The thing is I read on another forum that even though the temp gauge on the cluster shows as ok, the readings going to the ecu may still be duff and so may be causing my problems. Is there a way to check the temp readings being fed to the ecu by the sensor without vagcom? Could I use the climate control diagnostics to find out?

plugin
11-14-2012, 03:53 AM
Bump.

skim464
11-14-2012, 04:50 AM
Climate Control Diagonostic has capability of monitoring coolant temperature.. i think... I think ive used that before.. but it didnt work right for me.

plugin
11-14-2012, 05:06 AM
Yeah i've used it before on channel 49. Apparently the coolant sensor has 2 parts. 1 feeds the ecu and the other feeds the information to the cluster temperature gauge.
What I've yet to find out is if the climate control diagnostics gets its info from the part the ecu uses or the part that the gauge uses. I suspect it's the latter, but don't have confirmation yet.

seanj130
11-14-2012, 05:55 AM
Thermostat... You are going to have to do it at this point. I know it will be a pain in the ass on your motor.

plugin
11-14-2012, 07:25 AM
Thermostat... You are going to have to do it at this point. I know it will be a pain in the ass on your motor.

Even though i get hot air through the vents ok?

J Ozzie
11-14-2012, 03:57 PM
But is your heat hot? If the heat is hot when the water temp. gauge shows cold; it's the CTS. If you have no heat then your car won't warm up, and it's the T-stat.
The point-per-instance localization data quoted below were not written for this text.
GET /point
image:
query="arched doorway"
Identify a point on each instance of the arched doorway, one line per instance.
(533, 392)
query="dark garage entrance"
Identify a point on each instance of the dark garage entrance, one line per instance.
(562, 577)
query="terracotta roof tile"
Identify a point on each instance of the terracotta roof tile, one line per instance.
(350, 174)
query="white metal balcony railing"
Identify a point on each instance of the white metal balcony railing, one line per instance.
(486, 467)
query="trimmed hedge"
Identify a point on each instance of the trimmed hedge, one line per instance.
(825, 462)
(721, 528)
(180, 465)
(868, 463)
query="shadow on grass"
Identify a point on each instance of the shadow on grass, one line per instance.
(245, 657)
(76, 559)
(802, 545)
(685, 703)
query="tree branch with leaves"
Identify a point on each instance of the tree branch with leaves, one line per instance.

i just remembered we have 2 of em...

I replaced the Coolant flange one but not the lower :(

plugin
11-15-2012, 05:09 AM
i just remembered we have 2 of em...

I replaced the Coolant flange one but not the lower :(

Yeah the heat is is definitely hot.

As for the CTS well it was replaced a few weeks ago but I wasn't aware there was 2 of them. The one I replaced was the same one as shown here -

http://www.audiworld.com/tech/eng108.shtml

kingnuggie
03-18-2013, 03:28 AM
I have a 2.4 12v 1997 avant
My engine has a new thermostat
the oil runs up to temp normally
the analogue water temp gauge has be schizophrenic for a while and now it does not move at all from its cold position
my climate control number "51" secret code temperature responds as it should, running up to 90deg and staying there
which coolant sensor do i replace, the one at the firewall end of the engine or at the radiator end?
Or am I looking at the wrong water temp code on the climate control?